See also [gradient_flow!, newton_flow!]

plot_overview(skyrmion)

Plots the pion fields and a baryon density of skyrmion.

plot_field!(skyrmion; component=3, iso_value=0.5 )

Plots an isosurface of constant value, skyrme_field[component] = iso_value

plot_baryon_density(skyrmion; iso_value = 0.5*(max(BD) - min(BD)), juggling = false, kwargs...)

Plots an isosurface of constant baryon density, with value iso_value, coloured to reveal the pion field structure, originally described in [].

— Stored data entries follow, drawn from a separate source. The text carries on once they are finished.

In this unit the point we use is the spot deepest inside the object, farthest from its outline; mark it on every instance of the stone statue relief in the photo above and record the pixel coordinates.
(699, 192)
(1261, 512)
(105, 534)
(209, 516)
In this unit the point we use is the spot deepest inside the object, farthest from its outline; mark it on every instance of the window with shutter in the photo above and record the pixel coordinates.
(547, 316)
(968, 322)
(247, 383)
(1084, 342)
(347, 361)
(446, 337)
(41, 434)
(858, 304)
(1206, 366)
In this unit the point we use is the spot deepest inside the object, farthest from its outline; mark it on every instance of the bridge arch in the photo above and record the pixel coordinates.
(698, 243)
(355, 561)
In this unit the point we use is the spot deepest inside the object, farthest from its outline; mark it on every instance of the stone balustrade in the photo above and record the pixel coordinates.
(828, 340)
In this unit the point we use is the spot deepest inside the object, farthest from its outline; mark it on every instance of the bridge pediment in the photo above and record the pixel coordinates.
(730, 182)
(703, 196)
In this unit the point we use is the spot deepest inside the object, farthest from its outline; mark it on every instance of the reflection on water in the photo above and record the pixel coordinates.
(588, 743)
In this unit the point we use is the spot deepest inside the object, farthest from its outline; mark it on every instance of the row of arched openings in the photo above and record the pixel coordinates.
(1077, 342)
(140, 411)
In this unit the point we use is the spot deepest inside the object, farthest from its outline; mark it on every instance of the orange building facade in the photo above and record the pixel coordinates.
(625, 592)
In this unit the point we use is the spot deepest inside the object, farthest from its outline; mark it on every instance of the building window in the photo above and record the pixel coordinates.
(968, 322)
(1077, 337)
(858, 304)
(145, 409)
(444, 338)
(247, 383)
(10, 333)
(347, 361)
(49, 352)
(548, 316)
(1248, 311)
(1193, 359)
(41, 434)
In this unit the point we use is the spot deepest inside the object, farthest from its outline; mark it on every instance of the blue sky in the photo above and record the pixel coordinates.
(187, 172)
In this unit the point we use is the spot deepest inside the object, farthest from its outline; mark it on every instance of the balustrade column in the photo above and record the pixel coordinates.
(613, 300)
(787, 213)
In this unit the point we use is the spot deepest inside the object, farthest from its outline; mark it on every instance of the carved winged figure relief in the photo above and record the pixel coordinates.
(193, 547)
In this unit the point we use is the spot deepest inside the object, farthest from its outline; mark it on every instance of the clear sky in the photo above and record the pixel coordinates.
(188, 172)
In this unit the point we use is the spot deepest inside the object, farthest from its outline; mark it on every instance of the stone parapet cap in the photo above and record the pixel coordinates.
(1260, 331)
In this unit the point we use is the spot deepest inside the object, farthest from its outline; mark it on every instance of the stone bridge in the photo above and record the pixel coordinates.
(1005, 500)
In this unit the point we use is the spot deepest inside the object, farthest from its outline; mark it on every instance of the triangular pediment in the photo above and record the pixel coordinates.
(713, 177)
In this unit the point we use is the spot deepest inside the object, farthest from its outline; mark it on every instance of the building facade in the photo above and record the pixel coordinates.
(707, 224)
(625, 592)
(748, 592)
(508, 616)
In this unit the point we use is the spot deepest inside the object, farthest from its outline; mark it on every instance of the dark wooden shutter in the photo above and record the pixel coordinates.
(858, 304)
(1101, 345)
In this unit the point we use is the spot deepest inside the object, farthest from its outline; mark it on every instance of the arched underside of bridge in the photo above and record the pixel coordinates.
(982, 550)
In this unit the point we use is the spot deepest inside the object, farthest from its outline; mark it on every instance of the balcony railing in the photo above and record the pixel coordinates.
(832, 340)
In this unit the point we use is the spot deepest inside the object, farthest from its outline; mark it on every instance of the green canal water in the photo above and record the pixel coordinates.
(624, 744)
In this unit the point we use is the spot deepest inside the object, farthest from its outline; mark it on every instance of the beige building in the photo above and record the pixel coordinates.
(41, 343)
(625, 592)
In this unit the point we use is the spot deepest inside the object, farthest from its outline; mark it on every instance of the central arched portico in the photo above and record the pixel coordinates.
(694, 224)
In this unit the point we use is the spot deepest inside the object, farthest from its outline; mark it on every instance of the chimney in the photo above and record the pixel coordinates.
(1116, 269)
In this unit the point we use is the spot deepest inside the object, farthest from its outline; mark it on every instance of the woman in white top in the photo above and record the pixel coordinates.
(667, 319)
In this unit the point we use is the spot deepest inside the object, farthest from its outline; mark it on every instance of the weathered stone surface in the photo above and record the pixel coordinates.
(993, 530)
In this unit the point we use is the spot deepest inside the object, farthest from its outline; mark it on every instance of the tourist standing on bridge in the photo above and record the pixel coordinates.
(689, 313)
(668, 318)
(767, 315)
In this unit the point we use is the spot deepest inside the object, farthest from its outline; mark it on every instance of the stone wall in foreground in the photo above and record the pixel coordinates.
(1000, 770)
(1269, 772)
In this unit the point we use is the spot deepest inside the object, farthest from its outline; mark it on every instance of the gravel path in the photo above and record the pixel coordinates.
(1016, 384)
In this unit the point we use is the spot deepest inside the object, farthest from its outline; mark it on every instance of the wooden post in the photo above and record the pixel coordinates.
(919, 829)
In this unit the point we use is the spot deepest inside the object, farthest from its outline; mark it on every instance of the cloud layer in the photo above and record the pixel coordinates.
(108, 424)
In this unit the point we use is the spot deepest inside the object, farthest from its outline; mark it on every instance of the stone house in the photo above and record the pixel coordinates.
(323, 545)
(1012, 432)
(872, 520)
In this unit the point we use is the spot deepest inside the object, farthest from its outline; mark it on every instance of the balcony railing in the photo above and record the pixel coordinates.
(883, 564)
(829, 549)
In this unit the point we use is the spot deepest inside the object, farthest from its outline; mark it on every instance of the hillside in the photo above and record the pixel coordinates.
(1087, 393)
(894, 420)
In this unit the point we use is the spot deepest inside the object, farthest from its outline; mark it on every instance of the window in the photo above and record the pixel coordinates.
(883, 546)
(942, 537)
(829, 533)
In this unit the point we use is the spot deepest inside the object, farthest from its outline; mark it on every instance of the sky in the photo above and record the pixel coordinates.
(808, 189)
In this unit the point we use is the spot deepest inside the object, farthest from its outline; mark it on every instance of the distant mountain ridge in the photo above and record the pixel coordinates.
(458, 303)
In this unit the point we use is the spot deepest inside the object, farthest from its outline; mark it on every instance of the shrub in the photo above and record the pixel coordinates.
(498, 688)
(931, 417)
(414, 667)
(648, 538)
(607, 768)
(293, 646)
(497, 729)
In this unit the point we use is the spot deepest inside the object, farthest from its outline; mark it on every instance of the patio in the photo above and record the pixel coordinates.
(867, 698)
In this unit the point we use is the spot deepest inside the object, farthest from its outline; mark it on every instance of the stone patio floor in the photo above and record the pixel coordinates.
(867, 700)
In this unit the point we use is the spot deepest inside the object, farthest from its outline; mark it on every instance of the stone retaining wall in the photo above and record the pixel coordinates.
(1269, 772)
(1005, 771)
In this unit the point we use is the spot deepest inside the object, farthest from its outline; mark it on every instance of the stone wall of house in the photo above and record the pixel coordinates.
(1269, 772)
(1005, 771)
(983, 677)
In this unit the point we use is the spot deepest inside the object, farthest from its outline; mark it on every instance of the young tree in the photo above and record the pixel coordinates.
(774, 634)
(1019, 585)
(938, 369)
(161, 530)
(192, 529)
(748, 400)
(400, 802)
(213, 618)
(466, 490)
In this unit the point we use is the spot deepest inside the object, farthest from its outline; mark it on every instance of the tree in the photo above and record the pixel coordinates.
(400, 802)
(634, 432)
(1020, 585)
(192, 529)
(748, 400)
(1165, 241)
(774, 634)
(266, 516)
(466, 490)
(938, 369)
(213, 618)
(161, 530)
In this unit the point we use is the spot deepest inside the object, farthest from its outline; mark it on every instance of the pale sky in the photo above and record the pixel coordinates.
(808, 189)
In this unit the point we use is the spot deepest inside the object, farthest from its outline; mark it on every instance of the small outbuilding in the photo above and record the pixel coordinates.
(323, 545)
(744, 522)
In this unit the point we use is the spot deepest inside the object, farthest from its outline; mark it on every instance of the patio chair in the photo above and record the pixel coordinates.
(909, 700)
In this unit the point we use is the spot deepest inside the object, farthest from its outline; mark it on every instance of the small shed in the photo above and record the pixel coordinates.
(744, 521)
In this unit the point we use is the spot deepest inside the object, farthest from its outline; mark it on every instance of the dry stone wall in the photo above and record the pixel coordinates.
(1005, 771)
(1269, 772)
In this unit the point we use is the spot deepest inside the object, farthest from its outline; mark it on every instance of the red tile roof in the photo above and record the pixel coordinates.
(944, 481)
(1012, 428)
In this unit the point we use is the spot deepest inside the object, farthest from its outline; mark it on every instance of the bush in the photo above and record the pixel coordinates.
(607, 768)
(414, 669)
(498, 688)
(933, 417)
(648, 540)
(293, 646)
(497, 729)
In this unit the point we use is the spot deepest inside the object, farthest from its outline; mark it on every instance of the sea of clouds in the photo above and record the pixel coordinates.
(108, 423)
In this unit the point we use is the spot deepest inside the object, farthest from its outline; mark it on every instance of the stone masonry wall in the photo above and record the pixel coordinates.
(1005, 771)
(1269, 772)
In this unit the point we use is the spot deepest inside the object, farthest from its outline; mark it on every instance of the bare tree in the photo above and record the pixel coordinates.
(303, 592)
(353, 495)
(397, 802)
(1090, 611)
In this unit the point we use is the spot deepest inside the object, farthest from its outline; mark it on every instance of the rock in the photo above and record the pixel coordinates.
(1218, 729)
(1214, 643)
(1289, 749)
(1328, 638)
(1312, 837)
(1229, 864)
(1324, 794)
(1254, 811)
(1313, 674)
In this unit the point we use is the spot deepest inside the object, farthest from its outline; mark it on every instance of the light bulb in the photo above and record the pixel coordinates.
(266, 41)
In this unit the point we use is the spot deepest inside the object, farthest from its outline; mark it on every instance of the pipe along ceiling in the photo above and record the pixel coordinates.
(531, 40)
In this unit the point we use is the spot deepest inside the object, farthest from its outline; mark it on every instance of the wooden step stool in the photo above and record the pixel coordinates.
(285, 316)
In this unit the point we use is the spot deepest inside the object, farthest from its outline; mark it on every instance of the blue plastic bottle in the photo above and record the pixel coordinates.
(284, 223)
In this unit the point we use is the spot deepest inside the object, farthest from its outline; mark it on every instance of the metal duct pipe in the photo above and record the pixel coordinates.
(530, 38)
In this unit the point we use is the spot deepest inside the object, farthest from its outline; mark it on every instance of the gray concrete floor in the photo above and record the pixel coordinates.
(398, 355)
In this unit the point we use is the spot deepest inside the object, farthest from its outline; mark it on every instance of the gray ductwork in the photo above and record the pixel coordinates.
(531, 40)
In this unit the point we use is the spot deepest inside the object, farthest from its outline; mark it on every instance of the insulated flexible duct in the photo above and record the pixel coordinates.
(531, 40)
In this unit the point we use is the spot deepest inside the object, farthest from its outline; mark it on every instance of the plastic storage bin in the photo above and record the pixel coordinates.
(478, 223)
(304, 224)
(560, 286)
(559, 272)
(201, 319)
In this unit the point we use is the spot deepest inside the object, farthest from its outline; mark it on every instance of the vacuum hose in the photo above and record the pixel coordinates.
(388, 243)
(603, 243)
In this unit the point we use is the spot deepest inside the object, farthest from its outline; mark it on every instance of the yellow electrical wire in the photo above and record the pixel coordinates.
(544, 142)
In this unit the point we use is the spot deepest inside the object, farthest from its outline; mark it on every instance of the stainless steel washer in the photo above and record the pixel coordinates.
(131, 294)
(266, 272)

Can use a juggling ball colouring scheme by setting juggling = true.

Optional argument

Can accept any arguments used in Axis3 from the Makie package. See more: [].

interactive_flow(my_skyrmion; iso_value=2.0, kwargs...)

Initialises a interface, used for dynamics. Requires GLMakie to be active. Once activated, can interactively apply a gradient flow or arrested newton flow to the initial skyrme field `my_skyrmion'.